With Time on its hands, Meredith drives storage consolidation

After Meredith Corp. closed its $2.8 billion acquisition of Time Inc. in January 2018, it adopted the motto “Be Bold. Together.”

David Coffman, Meredith’s director of enterprise infrastructure, took that slogan literally. “I interpreted that as ‘Drive it like you stole it,'” said Coffman, who was given a mandate to overhaul the combined company’s data centers that held petabytes of data. He responded with an aggressive backup and primary storage consolidation.

The Meredith IT team found itself with a lot of Time data on its hands, and in need of storage consolidation because a variety of vendors were in use. Meredith was upgrading its own Des Moines, Iowa, data center at the time, and Coffman’s team standardized technology across legacy Time and Meredith. It dumped most of its traditional IT gear and added newer technology developed around virtualization, convergence and the cloud.
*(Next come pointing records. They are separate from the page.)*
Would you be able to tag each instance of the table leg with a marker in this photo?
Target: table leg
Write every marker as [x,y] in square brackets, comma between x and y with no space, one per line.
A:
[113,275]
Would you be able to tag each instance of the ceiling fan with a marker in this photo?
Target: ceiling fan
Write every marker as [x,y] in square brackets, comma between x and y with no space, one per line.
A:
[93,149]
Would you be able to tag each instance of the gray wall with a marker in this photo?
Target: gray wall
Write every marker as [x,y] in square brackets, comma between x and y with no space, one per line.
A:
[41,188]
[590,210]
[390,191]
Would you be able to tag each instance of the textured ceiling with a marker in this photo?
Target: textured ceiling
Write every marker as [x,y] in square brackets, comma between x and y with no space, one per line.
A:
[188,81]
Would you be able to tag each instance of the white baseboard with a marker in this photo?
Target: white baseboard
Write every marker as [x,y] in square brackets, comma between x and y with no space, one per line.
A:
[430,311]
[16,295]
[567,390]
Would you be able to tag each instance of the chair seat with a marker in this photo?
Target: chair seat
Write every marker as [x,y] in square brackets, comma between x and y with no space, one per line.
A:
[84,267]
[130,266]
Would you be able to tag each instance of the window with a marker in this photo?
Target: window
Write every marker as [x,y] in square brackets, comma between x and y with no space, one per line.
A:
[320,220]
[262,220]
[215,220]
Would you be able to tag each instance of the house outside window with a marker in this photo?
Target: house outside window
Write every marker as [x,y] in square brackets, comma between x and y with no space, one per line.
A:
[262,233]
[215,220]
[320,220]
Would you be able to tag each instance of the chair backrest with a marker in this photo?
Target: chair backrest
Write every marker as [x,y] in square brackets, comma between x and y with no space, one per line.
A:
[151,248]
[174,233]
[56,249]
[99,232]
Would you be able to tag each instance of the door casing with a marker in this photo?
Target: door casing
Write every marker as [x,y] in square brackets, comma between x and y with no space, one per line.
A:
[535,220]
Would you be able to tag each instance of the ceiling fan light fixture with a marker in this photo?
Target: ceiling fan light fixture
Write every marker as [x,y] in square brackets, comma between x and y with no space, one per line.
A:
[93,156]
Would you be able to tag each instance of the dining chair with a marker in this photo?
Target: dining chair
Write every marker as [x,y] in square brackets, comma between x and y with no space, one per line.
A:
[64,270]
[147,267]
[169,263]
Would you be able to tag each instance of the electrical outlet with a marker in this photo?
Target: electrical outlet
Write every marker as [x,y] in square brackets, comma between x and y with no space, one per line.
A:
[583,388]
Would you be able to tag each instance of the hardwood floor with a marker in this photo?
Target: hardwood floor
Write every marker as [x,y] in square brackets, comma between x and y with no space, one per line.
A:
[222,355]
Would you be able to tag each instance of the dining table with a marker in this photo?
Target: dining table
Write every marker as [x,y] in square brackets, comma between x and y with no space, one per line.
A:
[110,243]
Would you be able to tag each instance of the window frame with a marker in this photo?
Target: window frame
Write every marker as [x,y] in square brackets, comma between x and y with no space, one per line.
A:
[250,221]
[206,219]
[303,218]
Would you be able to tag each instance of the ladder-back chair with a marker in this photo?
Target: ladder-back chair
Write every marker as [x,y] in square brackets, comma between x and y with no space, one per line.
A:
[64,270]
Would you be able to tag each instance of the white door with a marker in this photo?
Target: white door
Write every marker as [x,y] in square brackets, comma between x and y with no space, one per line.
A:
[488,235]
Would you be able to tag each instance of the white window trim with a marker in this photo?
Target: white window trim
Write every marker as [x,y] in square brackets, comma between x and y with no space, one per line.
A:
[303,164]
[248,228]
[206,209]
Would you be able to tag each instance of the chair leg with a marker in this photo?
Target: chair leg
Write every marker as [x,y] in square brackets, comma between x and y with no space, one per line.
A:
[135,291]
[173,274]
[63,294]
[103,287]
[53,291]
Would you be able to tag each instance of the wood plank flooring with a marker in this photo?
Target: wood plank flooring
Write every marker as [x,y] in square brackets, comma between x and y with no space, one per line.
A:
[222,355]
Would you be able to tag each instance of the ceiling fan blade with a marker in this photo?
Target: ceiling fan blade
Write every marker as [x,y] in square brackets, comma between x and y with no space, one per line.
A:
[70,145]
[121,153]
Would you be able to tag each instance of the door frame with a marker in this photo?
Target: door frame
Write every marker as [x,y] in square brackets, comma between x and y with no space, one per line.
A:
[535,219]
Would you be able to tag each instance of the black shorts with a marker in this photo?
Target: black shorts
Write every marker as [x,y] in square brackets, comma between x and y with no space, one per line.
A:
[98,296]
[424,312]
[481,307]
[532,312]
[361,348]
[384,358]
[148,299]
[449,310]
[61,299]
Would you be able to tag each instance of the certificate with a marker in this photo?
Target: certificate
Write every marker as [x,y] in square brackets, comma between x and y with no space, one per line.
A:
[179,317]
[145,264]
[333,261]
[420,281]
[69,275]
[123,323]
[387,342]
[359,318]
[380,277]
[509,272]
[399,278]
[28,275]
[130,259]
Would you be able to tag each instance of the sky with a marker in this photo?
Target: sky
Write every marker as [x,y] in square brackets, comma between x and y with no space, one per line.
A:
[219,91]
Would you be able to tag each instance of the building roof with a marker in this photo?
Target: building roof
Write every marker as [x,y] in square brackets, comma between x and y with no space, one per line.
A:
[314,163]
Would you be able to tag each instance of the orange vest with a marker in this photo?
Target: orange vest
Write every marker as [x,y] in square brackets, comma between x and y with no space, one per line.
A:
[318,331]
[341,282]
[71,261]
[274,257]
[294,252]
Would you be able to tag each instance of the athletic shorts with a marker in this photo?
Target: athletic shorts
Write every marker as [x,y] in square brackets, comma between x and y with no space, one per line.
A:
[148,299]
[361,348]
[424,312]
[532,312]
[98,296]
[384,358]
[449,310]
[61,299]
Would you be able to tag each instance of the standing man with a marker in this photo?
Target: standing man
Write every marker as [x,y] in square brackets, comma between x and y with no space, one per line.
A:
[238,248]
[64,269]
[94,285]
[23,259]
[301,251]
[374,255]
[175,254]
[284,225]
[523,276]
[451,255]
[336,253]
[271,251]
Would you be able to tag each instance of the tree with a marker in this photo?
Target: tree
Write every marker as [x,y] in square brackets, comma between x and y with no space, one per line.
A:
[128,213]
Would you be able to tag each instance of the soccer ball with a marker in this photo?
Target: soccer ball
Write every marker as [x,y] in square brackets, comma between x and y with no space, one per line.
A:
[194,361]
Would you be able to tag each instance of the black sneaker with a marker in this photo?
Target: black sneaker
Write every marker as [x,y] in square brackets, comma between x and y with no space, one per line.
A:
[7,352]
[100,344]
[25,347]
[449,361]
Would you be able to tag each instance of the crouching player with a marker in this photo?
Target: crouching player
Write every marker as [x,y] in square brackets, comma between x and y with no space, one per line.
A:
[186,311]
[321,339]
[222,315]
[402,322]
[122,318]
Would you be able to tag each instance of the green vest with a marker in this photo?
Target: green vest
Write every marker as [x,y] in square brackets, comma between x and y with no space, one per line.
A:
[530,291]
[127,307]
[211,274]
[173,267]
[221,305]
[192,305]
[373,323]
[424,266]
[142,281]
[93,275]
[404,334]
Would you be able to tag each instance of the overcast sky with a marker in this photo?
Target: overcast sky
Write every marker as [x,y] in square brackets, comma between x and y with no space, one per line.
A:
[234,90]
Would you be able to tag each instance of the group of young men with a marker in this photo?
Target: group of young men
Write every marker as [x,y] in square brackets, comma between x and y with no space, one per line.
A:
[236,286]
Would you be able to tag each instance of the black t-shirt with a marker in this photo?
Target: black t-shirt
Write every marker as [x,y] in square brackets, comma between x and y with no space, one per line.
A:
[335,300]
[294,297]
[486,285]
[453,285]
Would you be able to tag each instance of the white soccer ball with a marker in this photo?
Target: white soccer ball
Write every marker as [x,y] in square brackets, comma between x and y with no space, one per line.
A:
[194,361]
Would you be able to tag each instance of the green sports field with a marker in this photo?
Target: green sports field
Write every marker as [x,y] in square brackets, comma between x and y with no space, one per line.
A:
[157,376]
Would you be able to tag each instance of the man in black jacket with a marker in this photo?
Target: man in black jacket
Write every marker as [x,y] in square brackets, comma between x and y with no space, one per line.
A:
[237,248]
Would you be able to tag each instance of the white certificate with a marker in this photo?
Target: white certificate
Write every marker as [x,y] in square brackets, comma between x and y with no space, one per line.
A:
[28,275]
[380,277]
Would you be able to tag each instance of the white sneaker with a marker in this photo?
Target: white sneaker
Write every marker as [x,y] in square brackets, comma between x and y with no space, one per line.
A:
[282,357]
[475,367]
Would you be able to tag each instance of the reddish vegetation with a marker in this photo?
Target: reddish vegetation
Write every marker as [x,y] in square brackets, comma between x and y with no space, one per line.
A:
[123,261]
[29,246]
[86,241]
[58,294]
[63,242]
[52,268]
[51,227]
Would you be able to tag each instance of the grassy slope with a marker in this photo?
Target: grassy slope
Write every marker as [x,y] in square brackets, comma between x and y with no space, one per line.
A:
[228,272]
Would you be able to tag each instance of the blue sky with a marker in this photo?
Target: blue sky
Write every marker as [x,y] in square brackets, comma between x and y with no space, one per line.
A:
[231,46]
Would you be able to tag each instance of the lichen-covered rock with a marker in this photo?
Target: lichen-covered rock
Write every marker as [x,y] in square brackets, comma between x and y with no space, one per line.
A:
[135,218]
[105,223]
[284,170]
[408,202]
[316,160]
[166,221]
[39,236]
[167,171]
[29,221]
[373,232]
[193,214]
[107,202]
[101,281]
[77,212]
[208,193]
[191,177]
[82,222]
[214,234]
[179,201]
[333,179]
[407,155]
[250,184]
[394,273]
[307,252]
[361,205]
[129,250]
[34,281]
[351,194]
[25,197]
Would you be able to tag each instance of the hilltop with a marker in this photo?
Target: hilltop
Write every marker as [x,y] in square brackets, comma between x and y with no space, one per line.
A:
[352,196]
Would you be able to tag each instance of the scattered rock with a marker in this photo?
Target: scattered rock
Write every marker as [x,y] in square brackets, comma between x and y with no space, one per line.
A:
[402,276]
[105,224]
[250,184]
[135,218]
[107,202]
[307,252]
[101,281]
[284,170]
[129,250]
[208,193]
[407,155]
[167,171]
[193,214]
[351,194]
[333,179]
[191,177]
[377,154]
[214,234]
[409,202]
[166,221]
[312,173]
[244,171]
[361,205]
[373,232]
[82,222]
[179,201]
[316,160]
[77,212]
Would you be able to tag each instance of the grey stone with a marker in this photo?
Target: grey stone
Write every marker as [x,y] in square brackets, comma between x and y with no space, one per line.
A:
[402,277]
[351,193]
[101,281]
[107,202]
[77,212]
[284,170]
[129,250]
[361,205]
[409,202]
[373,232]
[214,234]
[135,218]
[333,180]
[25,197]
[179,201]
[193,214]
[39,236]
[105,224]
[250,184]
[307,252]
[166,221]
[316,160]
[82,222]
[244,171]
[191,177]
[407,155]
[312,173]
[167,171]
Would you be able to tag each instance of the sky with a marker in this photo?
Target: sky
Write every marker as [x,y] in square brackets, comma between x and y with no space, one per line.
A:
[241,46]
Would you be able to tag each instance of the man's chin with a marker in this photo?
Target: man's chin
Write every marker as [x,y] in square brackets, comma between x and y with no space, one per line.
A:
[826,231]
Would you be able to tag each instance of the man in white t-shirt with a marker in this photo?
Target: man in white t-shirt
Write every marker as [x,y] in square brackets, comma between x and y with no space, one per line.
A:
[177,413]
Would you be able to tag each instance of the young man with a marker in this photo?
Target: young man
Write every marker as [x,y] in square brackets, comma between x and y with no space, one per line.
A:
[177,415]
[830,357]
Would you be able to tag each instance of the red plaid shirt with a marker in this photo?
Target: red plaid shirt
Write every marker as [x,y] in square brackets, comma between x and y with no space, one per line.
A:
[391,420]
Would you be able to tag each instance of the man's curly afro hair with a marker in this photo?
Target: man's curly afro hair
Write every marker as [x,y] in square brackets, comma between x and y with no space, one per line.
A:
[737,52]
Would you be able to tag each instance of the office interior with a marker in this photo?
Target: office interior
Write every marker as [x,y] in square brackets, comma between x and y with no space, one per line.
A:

Although Meredith divested some of Time’s best-known publications, it now publishes People, Better Homes and Gardens, InStyle, Southern Living and Martha Stewart Living. The company also owns 17 local television stations and other properties.

The goal is to reduce its data centers to two major sites in New York and Des Moines with the same storage, server and data protection technologies. The sites can serve as DR sites for each other. Meredith’s storage consolidation resulted in implementing Nutanix hyper-converged infrastructure for block storage and virtualization, Rubrik data protection and a combination of Nasuni and NetApp for file storage.

“I’ve been working to merge two separate enterprises into one,” Coffman said. “We decided we wanted to go with cutting-edge technologies.”

At the time of the merger, Meredith used NetApp-Cisco FlexPod converged infrastructure for primary storage and Time had Dell EMC and Hitachi Vantara in its New York and Weehawken, N.J. data centers. Both companies backed up with Veritas NetBackup software. Meredith had a mixture of tape and NetBackup appliances and Time used tape and Dell EMC Data Domain disk backup.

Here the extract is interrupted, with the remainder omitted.